資産運用
「いい投資商品」を選ぶ前にやっておくべきこと
山ほどある株式や投資信託などの投資商品の中から「いい商品」を選ぶことに一生懸命になっていませんか?いい商品を選ぶことは簡単ではありません。幸いにしていい商品を選べたとしても、投資成果が出るかどうかは相場次第ですので、思わぬ値下がりに直面することもあるでしょう。その値下がりに耐えることができなければ、途中で売却してしまうことになるかもしれません。どんなに将来が期待できるいい商品だったとしても、値下がりはつきものなのです。
値下がりした時に備えて準備しよう
資産運用は儲かることばかり考えがちです。逆説的に聞こえるかもしれませんが、利益を得るためには、値下がりした時のことをより慎重に考えるべきです。思わぬ値下がりに直面しても、その局面を耐えることができるようにしておくことが重要なのです。そのためには、次のような投資手順に沿って進めていきましょう。
STEP1 運用額を決めよう
今手元にあるお金を全額投資に回すわけにはいきません。大きく儲けようとして投資すると、大きな損が出やすくなります。大きな損は家計の破綻にもつながりかねません。家計の破綻という事態にならないためには、金融資産の中には投資すべきではないお金がどれくらいあるのか見極めることが大切です。
①家計からみた投資に回せるお金を計算しよう
まずは日常生活に必要なお金です。投資せずに、いつでも引き出すことができるよう流動性を重視して普通預金などにしておきましょう。

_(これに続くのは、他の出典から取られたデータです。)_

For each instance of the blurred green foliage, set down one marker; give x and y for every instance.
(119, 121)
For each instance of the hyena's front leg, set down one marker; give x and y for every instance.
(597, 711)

次に、急な出費に備えるためのお金も投資しない方がよいでしょう。例えば、病気やケガなどで働けなくなり、その間の収入が減少してしまった場合に、生活費をどれ位プールしておけば安心できるかを考えておきます。目安がわからない場合、日常生活資金と合わせて月の生活費の6か月分を目安とすると良いでしょう。急な出費に備えるお金も流動性を重視して、普通預金などがよいでしょう。
最後に、目安として5年以内に使う予定が決まっているお金も投資しない方がよいでしょう。投資期間が5年しかないと、経済ショックなどに見舞われ元本割れしてしまう確率がどうしても高めになってしまいます。5年以内に使う予定が決まっているお金は、安全性を重視して定期預金や個人向け国債などにするとよいでしょう。
「家計からみた投資に回せるお金」=
「現在の金融資産」-「月の生活費の6か月分」-「5年以内に使う予定があるお金」
この計算式で計算される金額の範囲内で投資すれば、あなたの日常生活やライフプランに支障をきたすような大きな失敗をする可能性は低いでしょう。計算した結果、投資に回せる金額が全く残らない方もいるでしょう。その場合は、家計には投資できる余裕がないということです。投資を考える前に、貯蓄体制の強化を考えましょう。
②心が壊れない投資に回せるお金を計算しよう
家計からみた投資に回せるお金が分かっても、この全額をいきなり投資に回せる人は多くはいません。なぜなら大きな金額を投資に回すことは怖いからです。途中で値下がりしたときに、家計的には大丈夫でも、心は大丈夫ではないかもしれないのです。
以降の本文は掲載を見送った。